The Department of the Interior’s U.S. Geological Survey is collaborating with partner agencies to conduct scientific experiments designed to evaluate the effect of a high-flow release from Glen Canyon Dam on the natural resources of the Colorado River in Grand Canyon National Park. Researchers from the USGS Grand Canyon Monitoring and Research Center are working with scientists and resource managers from Interior’s Bureau of Reclamation, Fish and Wildlife Service, National Park Service, as well as the Arizona Game and Fish Department, Northern Arizona University and other cooperators to prepare, conduct, and evaluate the experiments.
Research will be supported by pre- and post-release remote sensing to determine how the beaches and sediment in the system respond to the high flows. Aerial photography will be complemented by channel-bed mapping and sediment classification using sophisticated multibeam sonar. Subsequent remote sensing efforts around Memorial Day, 2005, and 18 months after the test will track changes in the system over time.
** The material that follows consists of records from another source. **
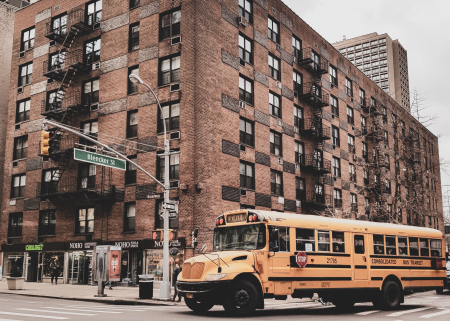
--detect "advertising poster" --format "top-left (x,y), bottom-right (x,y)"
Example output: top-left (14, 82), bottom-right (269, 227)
top-left (109, 250), bottom-right (121, 281)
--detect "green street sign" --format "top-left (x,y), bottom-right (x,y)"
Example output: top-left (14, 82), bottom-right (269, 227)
top-left (73, 148), bottom-right (126, 171)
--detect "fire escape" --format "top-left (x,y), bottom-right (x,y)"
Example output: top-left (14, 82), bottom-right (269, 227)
top-left (36, 9), bottom-right (115, 205)
top-left (296, 48), bottom-right (333, 210)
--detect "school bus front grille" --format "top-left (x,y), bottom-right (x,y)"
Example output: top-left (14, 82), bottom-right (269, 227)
top-left (183, 262), bottom-right (205, 279)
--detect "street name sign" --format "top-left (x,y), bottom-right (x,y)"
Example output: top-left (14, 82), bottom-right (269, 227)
top-left (73, 148), bottom-right (126, 171)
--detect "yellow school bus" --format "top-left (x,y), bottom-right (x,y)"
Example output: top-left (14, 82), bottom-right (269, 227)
top-left (177, 210), bottom-right (446, 315)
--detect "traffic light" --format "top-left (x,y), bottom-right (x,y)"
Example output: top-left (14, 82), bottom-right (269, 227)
top-left (41, 130), bottom-right (50, 156)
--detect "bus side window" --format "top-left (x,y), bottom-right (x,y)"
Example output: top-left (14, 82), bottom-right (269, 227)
top-left (331, 231), bottom-right (345, 253)
top-left (430, 240), bottom-right (442, 257)
top-left (386, 235), bottom-right (397, 255)
top-left (355, 235), bottom-right (365, 254)
top-left (373, 234), bottom-right (384, 254)
top-left (295, 228), bottom-right (316, 252)
top-left (420, 238), bottom-right (430, 256)
top-left (409, 237), bottom-right (419, 256)
top-left (398, 237), bottom-right (408, 255)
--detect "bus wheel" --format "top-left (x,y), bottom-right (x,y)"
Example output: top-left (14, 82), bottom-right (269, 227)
top-left (184, 298), bottom-right (214, 313)
top-left (223, 280), bottom-right (259, 316)
top-left (380, 281), bottom-right (402, 309)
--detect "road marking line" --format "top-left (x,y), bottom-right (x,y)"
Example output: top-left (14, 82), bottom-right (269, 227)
top-left (16, 308), bottom-right (97, 317)
top-left (387, 307), bottom-right (432, 317)
top-left (0, 311), bottom-right (68, 320)
top-left (419, 309), bottom-right (450, 319)
top-left (43, 307), bottom-right (124, 313)
top-left (356, 310), bottom-right (381, 315)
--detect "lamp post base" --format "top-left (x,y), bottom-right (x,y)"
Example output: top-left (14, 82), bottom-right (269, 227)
top-left (158, 282), bottom-right (172, 301)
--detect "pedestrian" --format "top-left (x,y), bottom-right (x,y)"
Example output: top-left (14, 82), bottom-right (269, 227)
top-left (50, 257), bottom-right (59, 285)
top-left (172, 264), bottom-right (181, 302)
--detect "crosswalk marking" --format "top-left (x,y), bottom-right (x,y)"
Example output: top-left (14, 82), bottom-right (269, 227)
top-left (44, 307), bottom-right (124, 313)
top-left (419, 309), bottom-right (450, 319)
top-left (387, 307), bottom-right (431, 317)
top-left (0, 311), bottom-right (68, 320)
top-left (356, 310), bottom-right (381, 315)
top-left (17, 308), bottom-right (97, 317)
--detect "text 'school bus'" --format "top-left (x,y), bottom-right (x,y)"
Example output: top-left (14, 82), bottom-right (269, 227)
top-left (177, 210), bottom-right (446, 315)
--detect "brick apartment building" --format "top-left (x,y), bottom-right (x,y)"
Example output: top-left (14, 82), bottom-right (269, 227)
top-left (0, 0), bottom-right (443, 283)
top-left (333, 32), bottom-right (410, 111)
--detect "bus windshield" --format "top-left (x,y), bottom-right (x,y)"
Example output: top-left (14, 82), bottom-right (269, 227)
top-left (213, 224), bottom-right (266, 251)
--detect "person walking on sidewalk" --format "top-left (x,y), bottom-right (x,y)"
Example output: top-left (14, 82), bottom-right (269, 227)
top-left (172, 264), bottom-right (181, 302)
top-left (50, 257), bottom-right (59, 285)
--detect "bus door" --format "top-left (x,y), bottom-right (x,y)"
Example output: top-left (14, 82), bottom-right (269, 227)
top-left (353, 234), bottom-right (369, 280)
top-left (269, 226), bottom-right (291, 274)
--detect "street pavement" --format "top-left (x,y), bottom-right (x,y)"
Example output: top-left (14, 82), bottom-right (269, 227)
top-left (0, 291), bottom-right (450, 321)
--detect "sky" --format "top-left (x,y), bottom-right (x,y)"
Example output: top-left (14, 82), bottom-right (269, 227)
top-left (283, 0), bottom-right (450, 212)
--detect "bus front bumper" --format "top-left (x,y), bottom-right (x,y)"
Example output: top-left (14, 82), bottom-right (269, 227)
top-left (177, 280), bottom-right (231, 301)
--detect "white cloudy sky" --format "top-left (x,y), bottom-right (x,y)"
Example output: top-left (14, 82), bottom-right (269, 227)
top-left (283, 0), bottom-right (450, 208)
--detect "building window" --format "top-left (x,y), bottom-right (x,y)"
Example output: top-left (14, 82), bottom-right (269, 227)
top-left (348, 164), bottom-right (356, 183)
top-left (293, 70), bottom-right (303, 97)
top-left (333, 189), bottom-right (342, 208)
top-left (125, 155), bottom-right (137, 185)
top-left (270, 170), bottom-right (283, 196)
top-left (239, 76), bottom-right (253, 105)
top-left (127, 66), bottom-right (139, 95)
top-left (158, 102), bottom-right (180, 133)
top-left (239, 34), bottom-right (253, 64)
top-left (331, 126), bottom-right (341, 147)
top-left (269, 54), bottom-right (281, 80)
top-left (16, 98), bottom-right (30, 123)
top-left (20, 27), bottom-right (35, 51)
top-left (269, 92), bottom-right (281, 118)
top-left (38, 210), bottom-right (56, 236)
top-left (239, 0), bottom-right (253, 23)
top-left (295, 141), bottom-right (305, 164)
top-left (345, 78), bottom-right (353, 97)
top-left (11, 174), bottom-right (26, 198)
top-left (82, 79), bottom-right (99, 106)
top-left (348, 134), bottom-right (355, 154)
top-left (159, 8), bottom-right (181, 40)
top-left (270, 131), bottom-right (282, 156)
top-left (268, 17), bottom-right (280, 43)
top-left (330, 65), bottom-right (338, 87)
top-left (78, 163), bottom-right (97, 189)
top-left (84, 38), bottom-right (102, 65)
top-left (295, 177), bottom-right (306, 201)
top-left (8, 213), bottom-right (23, 237)
top-left (239, 118), bottom-right (255, 147)
top-left (330, 95), bottom-right (339, 117)
top-left (294, 105), bottom-right (303, 127)
top-left (130, 0), bottom-right (141, 9)
top-left (158, 153), bottom-right (180, 188)
top-left (80, 119), bottom-right (98, 146)
top-left (13, 136), bottom-right (28, 160)
top-left (123, 202), bottom-right (136, 232)
top-left (52, 13), bottom-right (67, 36)
top-left (19, 62), bottom-right (33, 87)
top-left (127, 110), bottom-right (138, 138)
top-left (292, 36), bottom-right (302, 60)
top-left (347, 106), bottom-right (355, 125)
top-left (128, 22), bottom-right (140, 51)
top-left (86, 0), bottom-right (102, 26)
top-left (75, 207), bottom-right (94, 234)
top-left (333, 157), bottom-right (341, 177)
top-left (239, 162), bottom-right (255, 190)
top-left (159, 55), bottom-right (181, 86)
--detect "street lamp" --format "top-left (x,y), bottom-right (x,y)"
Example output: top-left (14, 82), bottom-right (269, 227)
top-left (129, 74), bottom-right (171, 300)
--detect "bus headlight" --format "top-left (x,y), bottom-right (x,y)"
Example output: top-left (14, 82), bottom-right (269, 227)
top-left (205, 273), bottom-right (227, 281)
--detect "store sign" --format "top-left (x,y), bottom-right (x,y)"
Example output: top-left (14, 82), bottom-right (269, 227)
top-left (25, 244), bottom-right (44, 251)
top-left (115, 241), bottom-right (141, 250)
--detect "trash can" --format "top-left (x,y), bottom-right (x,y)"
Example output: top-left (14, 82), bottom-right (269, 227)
top-left (139, 274), bottom-right (155, 299)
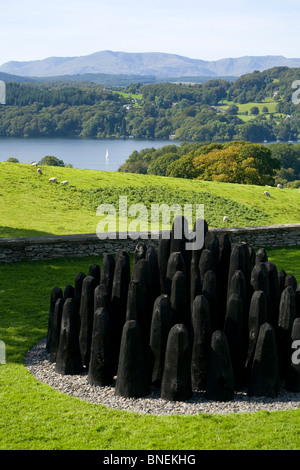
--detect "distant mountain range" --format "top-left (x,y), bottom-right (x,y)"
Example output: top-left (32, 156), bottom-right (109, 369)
top-left (0, 51), bottom-right (300, 79)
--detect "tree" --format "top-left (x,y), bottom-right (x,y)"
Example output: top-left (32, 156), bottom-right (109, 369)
top-left (227, 104), bottom-right (239, 114)
top-left (193, 143), bottom-right (280, 185)
top-left (148, 153), bottom-right (180, 176)
top-left (38, 155), bottom-right (65, 166)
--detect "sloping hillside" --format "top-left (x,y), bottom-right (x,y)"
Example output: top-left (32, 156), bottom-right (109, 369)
top-left (0, 162), bottom-right (300, 237)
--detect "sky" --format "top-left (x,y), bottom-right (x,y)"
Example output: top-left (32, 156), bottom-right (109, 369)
top-left (0, 0), bottom-right (300, 65)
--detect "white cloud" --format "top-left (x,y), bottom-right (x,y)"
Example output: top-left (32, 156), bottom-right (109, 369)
top-left (0, 0), bottom-right (300, 64)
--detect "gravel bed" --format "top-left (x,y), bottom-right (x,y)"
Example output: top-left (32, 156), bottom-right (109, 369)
top-left (25, 339), bottom-right (300, 416)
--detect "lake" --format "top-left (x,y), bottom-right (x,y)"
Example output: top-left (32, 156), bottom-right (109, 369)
top-left (0, 138), bottom-right (180, 171)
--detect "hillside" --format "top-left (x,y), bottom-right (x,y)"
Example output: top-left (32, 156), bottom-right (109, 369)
top-left (0, 51), bottom-right (300, 78)
top-left (0, 162), bottom-right (300, 237)
top-left (0, 67), bottom-right (300, 142)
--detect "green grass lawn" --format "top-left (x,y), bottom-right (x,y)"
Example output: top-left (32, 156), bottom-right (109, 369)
top-left (0, 162), bottom-right (300, 237)
top-left (0, 247), bottom-right (300, 450)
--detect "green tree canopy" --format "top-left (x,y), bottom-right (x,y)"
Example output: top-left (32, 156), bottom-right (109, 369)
top-left (193, 143), bottom-right (280, 185)
top-left (148, 153), bottom-right (180, 176)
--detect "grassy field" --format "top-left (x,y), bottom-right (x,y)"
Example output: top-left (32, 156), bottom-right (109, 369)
top-left (0, 162), bottom-right (300, 450)
top-left (0, 247), bottom-right (300, 450)
top-left (0, 162), bottom-right (300, 237)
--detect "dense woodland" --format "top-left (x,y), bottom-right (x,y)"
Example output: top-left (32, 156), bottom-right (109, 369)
top-left (0, 67), bottom-right (300, 183)
top-left (119, 141), bottom-right (300, 187)
top-left (0, 67), bottom-right (300, 142)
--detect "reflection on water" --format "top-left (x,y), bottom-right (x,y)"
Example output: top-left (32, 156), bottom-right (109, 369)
top-left (0, 138), bottom-right (180, 171)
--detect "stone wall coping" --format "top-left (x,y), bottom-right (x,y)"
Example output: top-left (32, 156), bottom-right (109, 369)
top-left (0, 223), bottom-right (300, 246)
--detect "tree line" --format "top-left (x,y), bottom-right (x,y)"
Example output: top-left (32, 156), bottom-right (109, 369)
top-left (0, 67), bottom-right (300, 143)
top-left (119, 141), bottom-right (300, 187)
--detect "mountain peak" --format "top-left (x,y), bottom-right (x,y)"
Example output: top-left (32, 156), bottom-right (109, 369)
top-left (0, 50), bottom-right (300, 78)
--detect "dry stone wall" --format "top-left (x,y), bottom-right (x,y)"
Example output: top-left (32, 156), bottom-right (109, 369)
top-left (0, 224), bottom-right (300, 263)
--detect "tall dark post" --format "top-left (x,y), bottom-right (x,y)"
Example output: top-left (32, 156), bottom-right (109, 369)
top-left (111, 250), bottom-right (130, 374)
top-left (191, 295), bottom-right (212, 390)
top-left (55, 298), bottom-right (83, 375)
top-left (115, 320), bottom-right (149, 398)
top-left (205, 330), bottom-right (234, 401)
top-left (224, 294), bottom-right (246, 390)
top-left (157, 235), bottom-right (171, 294)
top-left (88, 307), bottom-right (113, 387)
top-left (161, 324), bottom-right (192, 401)
top-left (46, 287), bottom-right (63, 352)
top-left (100, 253), bottom-right (115, 296)
top-left (150, 294), bottom-right (174, 386)
top-left (79, 276), bottom-right (95, 368)
top-left (248, 323), bottom-right (280, 398)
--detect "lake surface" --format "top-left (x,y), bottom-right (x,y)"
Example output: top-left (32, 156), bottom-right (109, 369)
top-left (0, 138), bottom-right (180, 171)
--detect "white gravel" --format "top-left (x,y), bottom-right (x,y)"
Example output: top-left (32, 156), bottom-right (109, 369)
top-left (25, 339), bottom-right (300, 416)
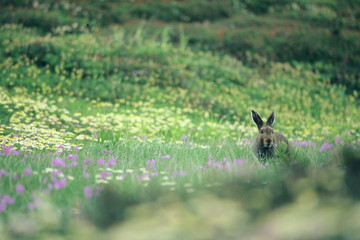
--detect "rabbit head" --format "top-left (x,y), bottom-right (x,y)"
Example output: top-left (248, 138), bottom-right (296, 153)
top-left (251, 110), bottom-right (275, 148)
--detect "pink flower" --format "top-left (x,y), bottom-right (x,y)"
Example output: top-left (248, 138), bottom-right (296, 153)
top-left (16, 183), bottom-right (24, 194)
top-left (161, 155), bottom-right (170, 160)
top-left (24, 168), bottom-right (31, 177)
top-left (53, 158), bottom-right (66, 168)
top-left (234, 160), bottom-right (242, 165)
top-left (28, 203), bottom-right (35, 211)
top-left (98, 158), bottom-right (105, 165)
top-left (109, 157), bottom-right (116, 165)
top-left (84, 186), bottom-right (92, 198)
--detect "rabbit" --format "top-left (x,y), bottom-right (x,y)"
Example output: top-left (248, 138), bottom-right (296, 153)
top-left (251, 110), bottom-right (290, 161)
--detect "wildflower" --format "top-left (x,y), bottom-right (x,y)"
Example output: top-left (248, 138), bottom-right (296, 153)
top-left (28, 203), bottom-right (35, 211)
top-left (115, 175), bottom-right (125, 180)
top-left (66, 154), bottom-right (79, 161)
top-left (109, 157), bottom-right (116, 166)
top-left (98, 158), bottom-right (105, 165)
top-left (234, 160), bottom-right (243, 165)
top-left (16, 183), bottom-right (24, 194)
top-left (24, 168), bottom-right (31, 177)
top-left (84, 186), bottom-right (92, 198)
top-left (319, 142), bottom-right (328, 152)
top-left (53, 158), bottom-right (66, 168)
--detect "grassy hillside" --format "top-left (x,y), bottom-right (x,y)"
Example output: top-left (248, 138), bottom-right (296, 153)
top-left (0, 0), bottom-right (360, 239)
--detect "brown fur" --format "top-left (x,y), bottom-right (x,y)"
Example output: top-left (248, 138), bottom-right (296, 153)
top-left (251, 110), bottom-right (290, 161)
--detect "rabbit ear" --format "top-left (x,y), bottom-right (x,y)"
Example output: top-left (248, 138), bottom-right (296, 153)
top-left (266, 110), bottom-right (275, 126)
top-left (251, 110), bottom-right (264, 129)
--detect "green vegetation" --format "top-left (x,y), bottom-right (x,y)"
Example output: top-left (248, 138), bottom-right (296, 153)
top-left (0, 0), bottom-right (360, 239)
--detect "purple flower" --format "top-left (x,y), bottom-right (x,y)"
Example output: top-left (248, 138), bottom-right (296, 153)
top-left (43, 177), bottom-right (47, 184)
top-left (16, 183), bottom-right (24, 194)
top-left (319, 142), bottom-right (329, 152)
top-left (2, 143), bottom-right (13, 155)
top-left (53, 158), bottom-right (66, 168)
top-left (0, 168), bottom-right (9, 177)
top-left (84, 186), bottom-right (92, 198)
top-left (66, 154), bottom-right (79, 161)
top-left (28, 203), bottom-right (35, 211)
top-left (24, 168), bottom-right (31, 177)
top-left (234, 160), bottom-right (242, 165)
top-left (98, 158), bottom-right (105, 165)
top-left (109, 157), bottom-right (116, 166)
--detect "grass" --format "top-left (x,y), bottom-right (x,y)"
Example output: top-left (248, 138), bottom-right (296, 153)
top-left (0, 1), bottom-right (360, 239)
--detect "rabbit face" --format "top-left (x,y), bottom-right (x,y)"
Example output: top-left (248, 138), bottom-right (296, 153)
top-left (251, 110), bottom-right (275, 148)
top-left (259, 125), bottom-right (275, 148)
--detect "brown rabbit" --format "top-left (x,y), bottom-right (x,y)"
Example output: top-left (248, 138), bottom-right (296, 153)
top-left (251, 110), bottom-right (290, 161)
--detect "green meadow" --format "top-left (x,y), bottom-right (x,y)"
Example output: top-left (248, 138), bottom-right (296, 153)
top-left (0, 0), bottom-right (360, 239)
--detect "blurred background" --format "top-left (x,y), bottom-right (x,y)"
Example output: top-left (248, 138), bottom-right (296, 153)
top-left (0, 0), bottom-right (360, 239)
top-left (0, 0), bottom-right (360, 91)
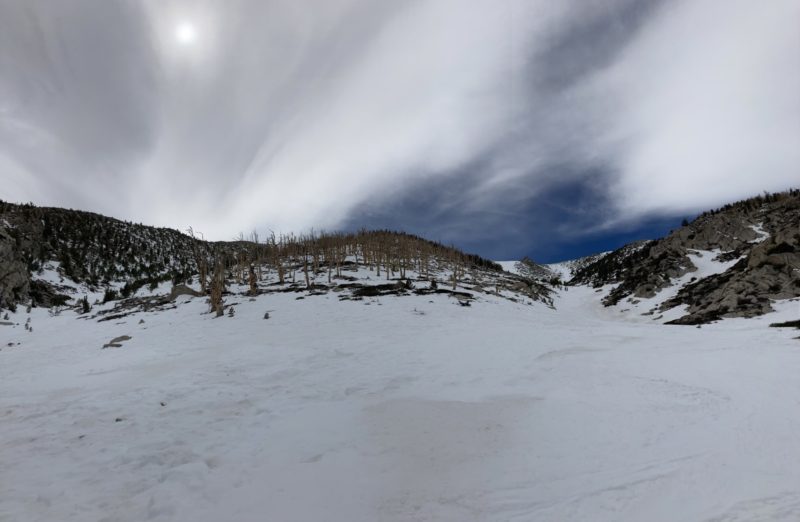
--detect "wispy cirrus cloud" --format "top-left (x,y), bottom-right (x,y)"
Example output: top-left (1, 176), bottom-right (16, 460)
top-left (0, 0), bottom-right (800, 252)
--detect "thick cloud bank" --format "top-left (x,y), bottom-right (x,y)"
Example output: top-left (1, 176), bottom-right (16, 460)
top-left (0, 0), bottom-right (800, 241)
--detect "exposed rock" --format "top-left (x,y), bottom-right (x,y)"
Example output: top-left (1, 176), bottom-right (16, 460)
top-left (0, 226), bottom-right (30, 309)
top-left (103, 335), bottom-right (132, 349)
top-left (167, 285), bottom-right (203, 301)
top-left (573, 191), bottom-right (800, 324)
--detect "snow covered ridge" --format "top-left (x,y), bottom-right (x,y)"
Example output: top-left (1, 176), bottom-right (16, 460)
top-left (572, 190), bottom-right (800, 324)
top-left (0, 264), bottom-right (800, 522)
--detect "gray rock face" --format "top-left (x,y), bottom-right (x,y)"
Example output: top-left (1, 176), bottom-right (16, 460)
top-left (0, 227), bottom-right (30, 309)
top-left (576, 191), bottom-right (800, 324)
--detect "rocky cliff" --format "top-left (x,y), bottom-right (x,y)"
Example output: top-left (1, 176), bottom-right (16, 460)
top-left (572, 190), bottom-right (800, 324)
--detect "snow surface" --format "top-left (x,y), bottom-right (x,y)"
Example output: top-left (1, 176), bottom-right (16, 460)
top-left (495, 261), bottom-right (519, 274)
top-left (0, 282), bottom-right (800, 521)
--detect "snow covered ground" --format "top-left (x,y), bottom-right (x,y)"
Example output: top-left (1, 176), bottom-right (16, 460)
top-left (0, 278), bottom-right (800, 522)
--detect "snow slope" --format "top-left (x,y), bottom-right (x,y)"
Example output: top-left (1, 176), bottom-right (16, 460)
top-left (0, 287), bottom-right (800, 522)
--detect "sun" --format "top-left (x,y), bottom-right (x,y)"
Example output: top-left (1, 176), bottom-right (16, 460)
top-left (175, 22), bottom-right (197, 45)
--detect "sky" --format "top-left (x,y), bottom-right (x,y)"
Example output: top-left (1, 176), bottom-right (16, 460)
top-left (0, 0), bottom-right (800, 261)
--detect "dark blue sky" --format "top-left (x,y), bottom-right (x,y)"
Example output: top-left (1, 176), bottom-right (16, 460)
top-left (345, 172), bottom-right (691, 263)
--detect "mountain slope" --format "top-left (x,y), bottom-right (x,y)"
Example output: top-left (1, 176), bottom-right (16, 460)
top-left (572, 190), bottom-right (800, 324)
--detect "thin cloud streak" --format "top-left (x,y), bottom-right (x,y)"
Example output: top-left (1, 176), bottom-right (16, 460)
top-left (0, 0), bottom-right (800, 241)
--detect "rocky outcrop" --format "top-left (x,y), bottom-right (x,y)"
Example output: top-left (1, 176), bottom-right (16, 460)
top-left (0, 227), bottom-right (30, 309)
top-left (573, 190), bottom-right (800, 324)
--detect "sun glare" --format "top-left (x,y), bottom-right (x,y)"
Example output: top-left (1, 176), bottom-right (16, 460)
top-left (175, 22), bottom-right (197, 45)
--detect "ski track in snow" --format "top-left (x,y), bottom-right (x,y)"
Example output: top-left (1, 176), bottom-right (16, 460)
top-left (0, 274), bottom-right (800, 522)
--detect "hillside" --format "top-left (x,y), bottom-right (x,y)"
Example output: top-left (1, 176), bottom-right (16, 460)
top-left (0, 195), bottom-right (800, 522)
top-left (571, 190), bottom-right (800, 324)
top-left (0, 203), bottom-right (552, 316)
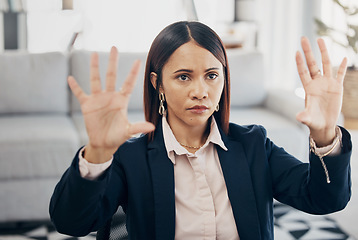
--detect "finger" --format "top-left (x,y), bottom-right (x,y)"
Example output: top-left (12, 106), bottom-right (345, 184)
top-left (106, 47), bottom-right (118, 91)
top-left (67, 76), bottom-right (87, 103)
top-left (337, 57), bottom-right (348, 83)
top-left (120, 60), bottom-right (140, 96)
top-left (301, 37), bottom-right (320, 79)
top-left (90, 53), bottom-right (102, 93)
top-left (317, 38), bottom-right (332, 78)
top-left (127, 122), bottom-right (155, 136)
top-left (296, 51), bottom-right (311, 87)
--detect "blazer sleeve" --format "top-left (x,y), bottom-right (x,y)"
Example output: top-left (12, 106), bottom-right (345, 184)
top-left (268, 125), bottom-right (352, 214)
top-left (49, 148), bottom-right (127, 236)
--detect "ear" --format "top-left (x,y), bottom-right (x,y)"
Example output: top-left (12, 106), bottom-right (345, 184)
top-left (150, 72), bottom-right (158, 89)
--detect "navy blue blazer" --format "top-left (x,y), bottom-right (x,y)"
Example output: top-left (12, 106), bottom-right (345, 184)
top-left (50, 123), bottom-right (352, 240)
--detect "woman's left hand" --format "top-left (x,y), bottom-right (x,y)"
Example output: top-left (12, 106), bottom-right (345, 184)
top-left (296, 37), bottom-right (347, 146)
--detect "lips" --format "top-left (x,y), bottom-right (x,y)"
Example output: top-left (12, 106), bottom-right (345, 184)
top-left (188, 105), bottom-right (209, 113)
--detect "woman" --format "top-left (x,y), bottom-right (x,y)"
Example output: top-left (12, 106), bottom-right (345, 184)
top-left (50, 22), bottom-right (351, 239)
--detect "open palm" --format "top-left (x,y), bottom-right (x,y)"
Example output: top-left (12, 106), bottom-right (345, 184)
top-left (296, 37), bottom-right (347, 143)
top-left (68, 47), bottom-right (154, 162)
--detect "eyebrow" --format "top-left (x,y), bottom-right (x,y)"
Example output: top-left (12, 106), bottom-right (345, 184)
top-left (173, 67), bottom-right (219, 74)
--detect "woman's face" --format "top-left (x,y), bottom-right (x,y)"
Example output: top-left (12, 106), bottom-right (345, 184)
top-left (154, 41), bottom-right (224, 130)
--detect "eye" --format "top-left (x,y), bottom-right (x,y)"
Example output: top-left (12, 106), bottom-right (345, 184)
top-left (178, 74), bottom-right (189, 81)
top-left (208, 73), bottom-right (218, 80)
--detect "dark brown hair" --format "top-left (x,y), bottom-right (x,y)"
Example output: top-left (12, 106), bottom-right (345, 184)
top-left (143, 21), bottom-right (230, 140)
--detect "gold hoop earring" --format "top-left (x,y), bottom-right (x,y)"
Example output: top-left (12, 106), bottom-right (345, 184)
top-left (159, 93), bottom-right (165, 115)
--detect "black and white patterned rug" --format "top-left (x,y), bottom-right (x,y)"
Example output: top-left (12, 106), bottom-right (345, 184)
top-left (0, 203), bottom-right (357, 240)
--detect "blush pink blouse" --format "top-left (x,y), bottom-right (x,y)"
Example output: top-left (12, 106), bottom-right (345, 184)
top-left (79, 117), bottom-right (341, 240)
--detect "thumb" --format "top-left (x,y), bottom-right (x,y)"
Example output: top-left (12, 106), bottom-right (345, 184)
top-left (296, 110), bottom-right (312, 126)
top-left (128, 122), bottom-right (155, 136)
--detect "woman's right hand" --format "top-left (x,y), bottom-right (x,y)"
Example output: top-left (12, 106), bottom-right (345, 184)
top-left (68, 47), bottom-right (155, 163)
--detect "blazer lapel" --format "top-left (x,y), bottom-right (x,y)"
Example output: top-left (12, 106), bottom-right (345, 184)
top-left (148, 122), bottom-right (175, 239)
top-left (217, 133), bottom-right (261, 239)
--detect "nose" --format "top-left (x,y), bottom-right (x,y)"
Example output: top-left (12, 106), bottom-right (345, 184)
top-left (190, 79), bottom-right (208, 100)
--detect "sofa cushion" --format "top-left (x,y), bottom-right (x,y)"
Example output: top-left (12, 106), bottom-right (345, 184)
top-left (227, 50), bottom-right (266, 107)
top-left (230, 107), bottom-right (309, 162)
top-left (70, 50), bottom-right (147, 112)
top-left (72, 110), bottom-right (145, 145)
top-left (0, 52), bottom-right (69, 114)
top-left (0, 115), bottom-right (79, 180)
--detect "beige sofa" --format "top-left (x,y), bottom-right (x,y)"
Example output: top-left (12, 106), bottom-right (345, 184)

The high-flow test, began on Sunday, Nov. 21, 2004. Under the high-flow test experiment, Reclamation will open the dam’s bypass tubes for 90 hours. The peak high flows will run for two and one-half days (60 hours) at about 41,000 cubic-feet-per-second. The goal is to stir up and redistribute sediment from tributary rivers downstream from the dam to enlarge existing beaches and sandbars, create new ones, and distribute sediment into drainage channels.
The water released during the experiment will not change the amount of water to be released over the course of the 2005 Water Year. The Annual Operating Plan calls for releasing approximately 8.23 million acre-feet of water from Glen Canyon Dam. That water is sent down river and captured in Lake Mead for use by the Lower Colorado River Basin States. The test flows are factored into that annual volume. Flows later in the year will be adjusted downward to factor in the additional water released between Nov. 21 and Nov. 25, 2004.
The science experiments will focus on sediment distribution, native fish and food for aquatic animals. The results of the experiments will be used to evaluate the use of high flows to redistribute tributary sediment as a management tool for the preservation and restoration of natural and cultural resources in the Colorado River corridor below Glen Canyon Dam.